Atlanta City Council approves $661 million budget
By Maggie Lee
Atlanta City Council on Monday approved a $661 million budget and personnel plan for the upcoming year, but it left many on both sides of the dais unhappy with pay for public safety officers.
The city’s spending plan includes raises of 3.1 percent for recruits and to sworn officers in the police and fire departments.
“This 3 percent isn’t meant to fully fix what is broken,” said Councilman Dustin Hillis, after he introduced the raise.
“We have an overtime issue because we have a retention and recruitment issue. We have a retention and recruitment issue because we have a compensation issue,” he said.
That is to say, the city has a yearslong history of losing police officers to forces that offer better pay — especially longtime officers who missed raises during the tight budget years of the recession. And the “overtime” issue was documented in a report by city auditors last month: overtime pay is concentrated in the police department.
The raises will be funded from vacant positions in the fire and police departments.
But Ken Allen, the national representative for the International Brotherhood of Police Officers, said the raise amounts to putting a Band-Aid on cancer.
“This is not going to be anything that has any major impact for us, on the problems that we’re seeing and the vacancies that are within the Atlanta Police Department,” said Allen. “We have hundreds of open positions right now and it’s only going to grow.”
Councilman Howard Shook said he didn’t expect police to form a choir to sing Council’s praises, but he did say he and his colleagues are earnest about spending the next year working on a real fix.
Mayor Keisha Lance Bottoms also said during the Council meeting that when it comes to public safety officers, “We recognize that we have a tremendous amount of work to be done in that area.”
Council also approved a dozen or so amendments to the mayor’s draft spending plan for the year that begins in July.
The biggest single add was $3 million for cyber security improvements.
Council also added an extra $1 million for the Office of Cultural Affairs, which encourages and supports arts in the city.
Public works is set for another $500,000 to focus on filling potholes. And Council boosted spending by $400,000 on each of three things: animal control, the city’s pre-arrest diversion program and the public defender.
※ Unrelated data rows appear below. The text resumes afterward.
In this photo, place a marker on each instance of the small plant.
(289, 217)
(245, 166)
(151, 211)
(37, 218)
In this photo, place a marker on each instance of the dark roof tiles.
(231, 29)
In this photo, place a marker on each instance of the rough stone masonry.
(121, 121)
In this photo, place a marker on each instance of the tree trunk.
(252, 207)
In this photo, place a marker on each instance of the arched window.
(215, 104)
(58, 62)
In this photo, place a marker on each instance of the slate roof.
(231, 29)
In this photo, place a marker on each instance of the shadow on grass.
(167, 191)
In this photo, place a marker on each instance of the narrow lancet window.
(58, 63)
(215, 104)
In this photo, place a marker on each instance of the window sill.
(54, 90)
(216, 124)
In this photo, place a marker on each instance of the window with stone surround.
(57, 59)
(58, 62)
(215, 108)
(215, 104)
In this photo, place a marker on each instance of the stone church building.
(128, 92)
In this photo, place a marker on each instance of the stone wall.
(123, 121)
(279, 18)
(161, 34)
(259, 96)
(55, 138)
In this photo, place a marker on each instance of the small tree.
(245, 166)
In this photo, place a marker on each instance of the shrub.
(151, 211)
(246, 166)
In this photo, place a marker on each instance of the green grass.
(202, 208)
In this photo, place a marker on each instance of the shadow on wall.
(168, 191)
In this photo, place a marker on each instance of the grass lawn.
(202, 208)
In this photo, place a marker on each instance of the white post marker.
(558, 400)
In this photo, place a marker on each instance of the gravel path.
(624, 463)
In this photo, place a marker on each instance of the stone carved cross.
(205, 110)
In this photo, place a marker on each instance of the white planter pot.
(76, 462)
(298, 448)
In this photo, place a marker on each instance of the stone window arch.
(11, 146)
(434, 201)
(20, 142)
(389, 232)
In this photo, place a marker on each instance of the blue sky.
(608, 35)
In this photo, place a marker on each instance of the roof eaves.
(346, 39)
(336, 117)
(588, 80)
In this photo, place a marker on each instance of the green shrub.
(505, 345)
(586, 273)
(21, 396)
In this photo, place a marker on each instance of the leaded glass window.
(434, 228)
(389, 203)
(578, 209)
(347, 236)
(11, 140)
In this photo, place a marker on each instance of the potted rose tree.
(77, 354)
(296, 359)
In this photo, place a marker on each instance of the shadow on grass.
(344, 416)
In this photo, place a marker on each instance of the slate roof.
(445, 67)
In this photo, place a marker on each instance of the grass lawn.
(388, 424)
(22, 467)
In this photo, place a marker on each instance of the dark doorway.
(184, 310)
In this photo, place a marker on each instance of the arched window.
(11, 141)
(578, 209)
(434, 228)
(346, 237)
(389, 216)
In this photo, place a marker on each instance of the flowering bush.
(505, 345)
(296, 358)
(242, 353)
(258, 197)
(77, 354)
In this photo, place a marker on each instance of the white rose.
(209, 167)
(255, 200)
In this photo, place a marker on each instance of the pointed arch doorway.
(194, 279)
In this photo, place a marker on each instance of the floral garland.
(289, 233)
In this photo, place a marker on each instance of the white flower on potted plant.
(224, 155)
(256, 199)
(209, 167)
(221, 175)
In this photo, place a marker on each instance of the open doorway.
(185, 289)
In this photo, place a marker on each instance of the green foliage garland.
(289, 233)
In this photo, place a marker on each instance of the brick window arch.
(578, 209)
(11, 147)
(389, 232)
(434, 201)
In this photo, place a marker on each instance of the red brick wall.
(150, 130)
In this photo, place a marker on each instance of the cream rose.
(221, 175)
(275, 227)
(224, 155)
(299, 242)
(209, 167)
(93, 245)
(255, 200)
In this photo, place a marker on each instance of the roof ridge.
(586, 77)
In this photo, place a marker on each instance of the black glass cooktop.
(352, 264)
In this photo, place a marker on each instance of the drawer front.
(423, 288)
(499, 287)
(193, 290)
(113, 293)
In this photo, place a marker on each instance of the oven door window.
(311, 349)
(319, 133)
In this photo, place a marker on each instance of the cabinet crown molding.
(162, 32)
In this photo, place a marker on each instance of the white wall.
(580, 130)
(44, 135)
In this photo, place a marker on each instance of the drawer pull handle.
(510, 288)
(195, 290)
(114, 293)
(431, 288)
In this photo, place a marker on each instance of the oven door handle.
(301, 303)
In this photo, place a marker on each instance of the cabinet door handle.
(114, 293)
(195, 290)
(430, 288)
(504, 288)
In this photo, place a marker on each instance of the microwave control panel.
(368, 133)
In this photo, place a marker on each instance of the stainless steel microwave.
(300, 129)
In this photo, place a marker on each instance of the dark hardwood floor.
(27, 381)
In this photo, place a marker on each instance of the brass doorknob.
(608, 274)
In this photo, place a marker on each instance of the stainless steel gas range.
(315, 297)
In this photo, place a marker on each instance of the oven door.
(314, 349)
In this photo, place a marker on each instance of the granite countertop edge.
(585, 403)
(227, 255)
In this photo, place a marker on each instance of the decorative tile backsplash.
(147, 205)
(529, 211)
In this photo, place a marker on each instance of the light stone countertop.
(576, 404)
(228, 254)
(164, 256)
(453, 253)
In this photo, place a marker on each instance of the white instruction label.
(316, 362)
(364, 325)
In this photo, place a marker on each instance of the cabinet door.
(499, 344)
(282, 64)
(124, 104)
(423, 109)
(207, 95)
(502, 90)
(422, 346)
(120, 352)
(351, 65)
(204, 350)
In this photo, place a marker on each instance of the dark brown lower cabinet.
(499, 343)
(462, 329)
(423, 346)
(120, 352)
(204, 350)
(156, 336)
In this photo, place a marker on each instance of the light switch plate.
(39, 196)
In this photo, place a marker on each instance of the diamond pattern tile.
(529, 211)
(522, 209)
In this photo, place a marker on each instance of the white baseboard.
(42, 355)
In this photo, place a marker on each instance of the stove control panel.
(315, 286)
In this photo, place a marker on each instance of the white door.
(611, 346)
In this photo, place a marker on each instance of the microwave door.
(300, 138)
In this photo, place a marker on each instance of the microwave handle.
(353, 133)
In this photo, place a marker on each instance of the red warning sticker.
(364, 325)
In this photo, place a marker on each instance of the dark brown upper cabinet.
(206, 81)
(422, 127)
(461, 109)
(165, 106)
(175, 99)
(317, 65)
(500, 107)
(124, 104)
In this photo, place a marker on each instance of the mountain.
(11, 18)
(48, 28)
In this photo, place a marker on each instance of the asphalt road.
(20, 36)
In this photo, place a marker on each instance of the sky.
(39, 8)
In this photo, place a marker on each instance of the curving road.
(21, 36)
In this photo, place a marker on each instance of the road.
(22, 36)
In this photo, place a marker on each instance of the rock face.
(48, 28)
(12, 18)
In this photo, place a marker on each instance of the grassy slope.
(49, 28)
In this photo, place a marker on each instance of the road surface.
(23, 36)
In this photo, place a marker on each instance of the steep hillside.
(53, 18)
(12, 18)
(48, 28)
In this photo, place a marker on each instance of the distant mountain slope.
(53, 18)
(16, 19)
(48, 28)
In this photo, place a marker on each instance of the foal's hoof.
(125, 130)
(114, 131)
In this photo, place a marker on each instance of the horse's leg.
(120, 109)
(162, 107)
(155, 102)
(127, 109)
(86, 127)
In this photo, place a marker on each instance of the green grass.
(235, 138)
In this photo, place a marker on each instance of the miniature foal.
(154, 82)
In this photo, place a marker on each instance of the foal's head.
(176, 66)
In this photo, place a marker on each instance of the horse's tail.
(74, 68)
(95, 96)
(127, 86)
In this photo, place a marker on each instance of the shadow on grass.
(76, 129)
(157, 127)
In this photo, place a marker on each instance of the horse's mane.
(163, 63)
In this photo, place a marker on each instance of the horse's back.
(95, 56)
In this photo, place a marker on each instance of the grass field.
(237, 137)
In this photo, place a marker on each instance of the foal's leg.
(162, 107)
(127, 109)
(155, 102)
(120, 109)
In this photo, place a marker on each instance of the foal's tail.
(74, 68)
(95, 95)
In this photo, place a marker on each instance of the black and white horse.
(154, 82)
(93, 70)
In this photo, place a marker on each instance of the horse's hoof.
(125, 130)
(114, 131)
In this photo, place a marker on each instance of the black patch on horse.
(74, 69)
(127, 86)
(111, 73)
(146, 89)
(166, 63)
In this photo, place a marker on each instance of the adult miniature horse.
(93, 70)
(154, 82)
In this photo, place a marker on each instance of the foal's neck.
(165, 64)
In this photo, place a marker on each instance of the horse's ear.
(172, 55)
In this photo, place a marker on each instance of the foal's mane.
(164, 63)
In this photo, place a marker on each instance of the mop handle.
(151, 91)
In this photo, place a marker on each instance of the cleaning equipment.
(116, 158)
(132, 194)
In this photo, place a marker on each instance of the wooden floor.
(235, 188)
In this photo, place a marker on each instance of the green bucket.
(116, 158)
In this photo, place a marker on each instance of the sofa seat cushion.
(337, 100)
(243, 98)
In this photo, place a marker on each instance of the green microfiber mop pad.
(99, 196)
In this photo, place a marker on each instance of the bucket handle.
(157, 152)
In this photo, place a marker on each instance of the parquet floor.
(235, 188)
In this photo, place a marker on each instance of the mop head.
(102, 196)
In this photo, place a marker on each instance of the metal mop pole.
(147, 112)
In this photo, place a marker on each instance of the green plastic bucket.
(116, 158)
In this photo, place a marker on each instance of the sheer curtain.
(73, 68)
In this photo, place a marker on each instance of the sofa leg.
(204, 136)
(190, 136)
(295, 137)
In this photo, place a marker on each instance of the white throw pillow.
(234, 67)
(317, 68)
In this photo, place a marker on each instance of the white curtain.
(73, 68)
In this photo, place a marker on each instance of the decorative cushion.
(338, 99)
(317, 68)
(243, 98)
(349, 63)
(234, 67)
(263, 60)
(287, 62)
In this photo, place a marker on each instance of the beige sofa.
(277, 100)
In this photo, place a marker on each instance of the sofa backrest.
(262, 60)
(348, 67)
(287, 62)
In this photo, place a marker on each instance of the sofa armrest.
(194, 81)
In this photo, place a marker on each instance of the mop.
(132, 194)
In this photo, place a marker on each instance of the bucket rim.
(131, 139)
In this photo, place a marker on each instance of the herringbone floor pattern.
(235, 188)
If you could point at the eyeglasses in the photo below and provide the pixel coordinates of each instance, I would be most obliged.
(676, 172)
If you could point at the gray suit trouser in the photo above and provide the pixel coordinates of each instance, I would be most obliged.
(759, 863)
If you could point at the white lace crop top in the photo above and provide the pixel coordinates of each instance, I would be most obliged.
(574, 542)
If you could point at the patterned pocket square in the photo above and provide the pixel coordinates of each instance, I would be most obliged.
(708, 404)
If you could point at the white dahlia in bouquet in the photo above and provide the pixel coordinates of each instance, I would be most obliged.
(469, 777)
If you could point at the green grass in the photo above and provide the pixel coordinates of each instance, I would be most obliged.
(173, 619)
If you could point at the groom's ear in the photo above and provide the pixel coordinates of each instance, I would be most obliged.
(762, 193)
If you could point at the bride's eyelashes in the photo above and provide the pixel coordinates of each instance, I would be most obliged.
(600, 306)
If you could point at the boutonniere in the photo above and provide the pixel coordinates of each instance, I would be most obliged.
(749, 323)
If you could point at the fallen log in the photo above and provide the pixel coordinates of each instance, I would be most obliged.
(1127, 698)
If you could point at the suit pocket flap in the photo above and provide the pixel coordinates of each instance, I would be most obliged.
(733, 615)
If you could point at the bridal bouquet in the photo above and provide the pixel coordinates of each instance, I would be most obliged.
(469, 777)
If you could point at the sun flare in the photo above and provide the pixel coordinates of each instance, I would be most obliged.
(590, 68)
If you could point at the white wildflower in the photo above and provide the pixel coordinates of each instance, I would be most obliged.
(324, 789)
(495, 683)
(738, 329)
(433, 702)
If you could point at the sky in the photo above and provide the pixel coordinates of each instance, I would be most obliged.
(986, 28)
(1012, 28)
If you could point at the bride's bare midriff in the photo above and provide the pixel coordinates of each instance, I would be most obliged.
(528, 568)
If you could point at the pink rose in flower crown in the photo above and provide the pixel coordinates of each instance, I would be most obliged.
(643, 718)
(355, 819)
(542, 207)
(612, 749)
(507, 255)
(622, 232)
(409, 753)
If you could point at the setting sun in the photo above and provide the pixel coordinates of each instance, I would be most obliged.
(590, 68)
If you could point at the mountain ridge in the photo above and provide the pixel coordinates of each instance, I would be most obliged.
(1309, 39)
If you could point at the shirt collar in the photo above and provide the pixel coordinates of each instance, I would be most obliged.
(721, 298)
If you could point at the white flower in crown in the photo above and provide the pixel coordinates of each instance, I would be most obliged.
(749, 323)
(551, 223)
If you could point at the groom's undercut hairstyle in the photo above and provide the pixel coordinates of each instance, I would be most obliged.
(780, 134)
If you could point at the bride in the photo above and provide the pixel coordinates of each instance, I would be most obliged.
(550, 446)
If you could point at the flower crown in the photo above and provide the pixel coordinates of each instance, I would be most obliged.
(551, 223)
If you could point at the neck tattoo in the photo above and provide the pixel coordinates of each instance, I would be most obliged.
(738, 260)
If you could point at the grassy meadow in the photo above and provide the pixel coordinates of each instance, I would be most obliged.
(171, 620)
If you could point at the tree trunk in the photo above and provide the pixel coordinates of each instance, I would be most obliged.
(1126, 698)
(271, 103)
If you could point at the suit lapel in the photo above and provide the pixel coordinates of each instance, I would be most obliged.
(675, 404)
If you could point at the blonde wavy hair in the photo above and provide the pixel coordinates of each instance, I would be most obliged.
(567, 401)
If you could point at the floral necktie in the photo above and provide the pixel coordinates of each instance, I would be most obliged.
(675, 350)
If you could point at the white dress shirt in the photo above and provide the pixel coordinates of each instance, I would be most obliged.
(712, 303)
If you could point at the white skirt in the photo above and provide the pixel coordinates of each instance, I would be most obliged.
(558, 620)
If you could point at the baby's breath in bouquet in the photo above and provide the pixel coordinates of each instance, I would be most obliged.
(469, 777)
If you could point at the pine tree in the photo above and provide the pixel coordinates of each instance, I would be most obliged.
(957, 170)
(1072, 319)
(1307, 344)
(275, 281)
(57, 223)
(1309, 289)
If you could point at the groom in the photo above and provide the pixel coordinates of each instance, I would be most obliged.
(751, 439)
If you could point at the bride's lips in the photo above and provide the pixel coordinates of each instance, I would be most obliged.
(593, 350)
And there’s $258,000 in more spending for the city’s ethics office — which works to bring the city into compliance with its ethics code
The city will also spend $100,000 on HIV and AIDS infection prevention efforts. Though public health is a county function, advocates have argued that the crisis in HIV and AIDS infections is acute enough that the city should partner with the county.
Parks and recreation spending will see the biggest percentage hike, by department, going up to about $39 million. It’s about $36 million this year, but was about $44.5 million the year before.
The budget might have been a little bit higher, had the city decided to close the Eastside Tax Allocation District. It’s a mechanism that sees certain inducements given to developers, which are paid for later through subsequent rises in taxable property value. The mayor contemplated closing it, but its supporters pushed back, saying the area’s development is not done.